Pearl Parkway will be closed, making the center of the Pearl vehicle-free, Fauerso said. Beginning in early 2021, she said the Full Goods building parking lot will be converted into green space with seating and other amenities similar to other areas of the Pearl, such as in front of the Bottling Department. It will include the creation of a pedestrian thoroughfare connecting Broadway to the heart of the Pearl. Fauerso said completion of the space is expected to be sometime in late 2021.

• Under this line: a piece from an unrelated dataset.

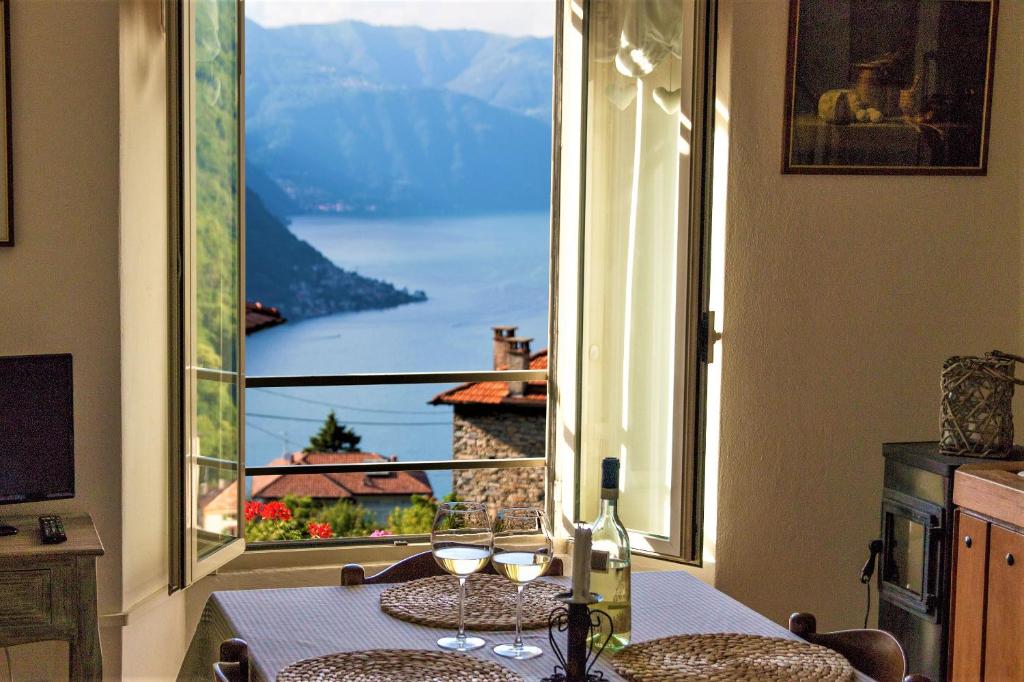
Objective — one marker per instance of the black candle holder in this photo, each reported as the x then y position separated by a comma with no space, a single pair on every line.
583,625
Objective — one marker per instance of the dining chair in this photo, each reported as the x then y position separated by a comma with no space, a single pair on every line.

“This new space will give ourselves room to focus on celebrating our relationship with the river and … the relationship water has [had with] the Pearl,” Fauerso said. “There will be artesian wells adjacent to it; the idea is to have water that engages people. It will include green space, shade space, and people can safely gather and feel comfortable to use the space in a way that is organic and on their own terms.”
Two new restaurants will flank the space, fitting into the storefronts formerly occupied by Green and Il Sogno, Fauerso said. Green is currently in transition to a new home at the Alamo Quarry Market, where it is expected to reopen in 2021. The two new restaurants will be announced in early 2021, she added.
The new approach to parking will be a quicker transition with a pilot program beginning this month, according to a Pearl statement. The Pearl has partnered with LAZ Parking, whinch will help the Pearl manage its nearly 3,000 parking spots. Premium parking prices will range from $6 to $10 depending on spot location and the amount of time a vehicle is parked. The first 30 minutes will be free, Fauerso said.
The pilot premium lot will be the Stable Lot, which is made up of 65 spaces. Pearl guests will be able to pay via their cellphones with a text-to-pay interface rather than using boxes or meters, Fauerso said. Handicap spots will remain free.
“That’s our first pilot, and we will continue to evaluate the way parking is used,” she said. “Parking is not a big issue right now. We get a little compressed on weekends, but it will be interesting to test this now while we have the flexibility to do so because of [fewer visitors during the pandemic]. One thing we want to emphasize is that we will always have free parking at the Pearl.”
According to the statement, there will be three categories of parking – premium, standard, and free. Premium spots will be marked with a P and will be red, standard spots will be marked with yellow, and free spots will be marked with green.
“We’re hoping to encourage folks to use alternative transportation,” Fauerso said. “We don’t want to use space for parking that we’d rather use for green space, for public space, for activated space.”
Money raised from the premium parking will go toward upkeep and beautification of the Pearl, Fauerso said.